Quignard wakes up every day at 3 or 4 in the morning to write and, later, watches the sunrise. “Life outside the pages does not exist,” he says. I am not capable of taking vacations, but basically I work very little, a few hours, my day ends at 10 in the morning.” But, at the same time, he is possessed: “It’s incredible how demanding the work can be, you can’t imagine, it suddenly wakes you up at dawn. “He who writes seeks a metamorphosis, he does not even address himself, he is a prisoner.” So that we journalists could understand it, he used a simile: “In autumn, in forests like these, we see the deer, which in their fights get tangled with each other, the leaves, the trees, the streams… Nature is something wonderful, a huge show that has no target audience, is not addressed to anyone. I write because I need to, not because I think it should be published, it’s like the so-called art brut of inmates in psychiatric hospitals. Our interior is very disoriented, the drive that animates us is the same that stimulates the plants, the stars, the sky and time. Nothing has a meaning or orientation and we narrators should not look for it at any price, we should not cheat.”
In a brief biographical review, he recalls that he had “difficulties regarding language and eating” – a euphemism to refer to his episodes of autistic mutism and anorexia – and that “words remain mysterious to me, I can never resist searching for them.” its etymology.
Cult and minority author, the closest thing he has known to literary fame is his short novel Every Morning in the World (1991), based on the life of the musician Sainte-Colombe, made into a film with Gérard Depardieu as the protagonist and music by Jordi Savall, with whom “we still organize concerts every year.”
Both his fiction and his essays deal with eroticism. In this sense, he observes that lately “there has been a female liberation, but at the same time a wave of puritanism and censorship that saddens me. “Freud’s rich idea that love and sex have no object has been lost along the way.”

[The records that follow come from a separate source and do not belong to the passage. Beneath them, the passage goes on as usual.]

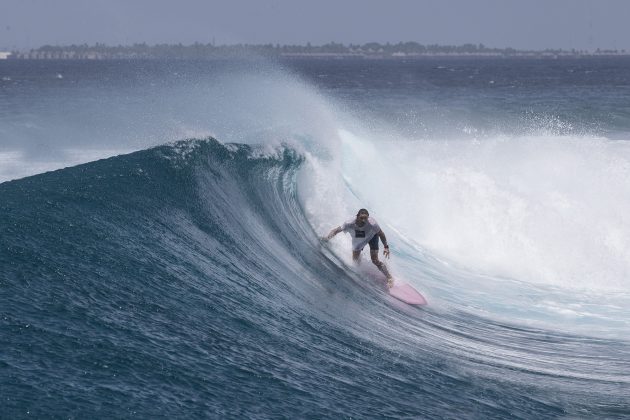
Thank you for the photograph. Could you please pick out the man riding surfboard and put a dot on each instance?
(365, 231)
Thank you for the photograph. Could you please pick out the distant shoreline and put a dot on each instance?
(370, 51)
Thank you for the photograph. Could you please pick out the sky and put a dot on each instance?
(524, 24)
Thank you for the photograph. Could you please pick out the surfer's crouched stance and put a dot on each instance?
(365, 230)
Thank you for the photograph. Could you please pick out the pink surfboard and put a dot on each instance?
(406, 293)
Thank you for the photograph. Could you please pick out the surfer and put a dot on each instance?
(365, 230)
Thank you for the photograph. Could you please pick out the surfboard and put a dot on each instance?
(406, 293)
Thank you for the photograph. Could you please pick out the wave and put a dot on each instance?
(187, 279)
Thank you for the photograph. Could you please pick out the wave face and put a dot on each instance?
(187, 280)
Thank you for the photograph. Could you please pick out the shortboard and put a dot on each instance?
(406, 293)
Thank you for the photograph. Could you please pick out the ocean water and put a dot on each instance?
(159, 252)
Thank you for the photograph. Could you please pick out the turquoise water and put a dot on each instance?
(186, 279)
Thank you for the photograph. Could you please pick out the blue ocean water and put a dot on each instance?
(159, 251)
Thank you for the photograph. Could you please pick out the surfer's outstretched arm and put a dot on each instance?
(333, 233)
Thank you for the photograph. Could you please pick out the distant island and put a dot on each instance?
(371, 50)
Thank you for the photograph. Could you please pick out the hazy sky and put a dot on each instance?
(524, 24)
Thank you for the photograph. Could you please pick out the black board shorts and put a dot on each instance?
(374, 243)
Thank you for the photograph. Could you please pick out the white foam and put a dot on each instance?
(547, 209)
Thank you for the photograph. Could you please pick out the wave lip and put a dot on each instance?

Regarding AI, he believes that “instruments – as well as the arts – appear and disappear without any progress, although I admit that the mobile phone has one: it allows you to suppress the sound. This is how it has always been: in the Renaissance, the lute suddenly disappeared, and the viola da gamba disappeared during the French Revolution, we never know why.”
Admirer of the Spanish mysticism of Saint John of the Cross and the composer Frederic Mompou, some constants of his works are the cultured, artistic and mythological references of the past, symbolic reading, passion or sophisticated narrators. Among his works, titles such as The Wurtemberg Room (2011) or, his latest, Love the Sea (Galaxia Gutenberg), stand out, set in the 17th century, in a France devastated by wars and epidemics where music stands as a refuge. of the sublime, and with real characters like his beloved Sainte-Colombe or Purcell, among others.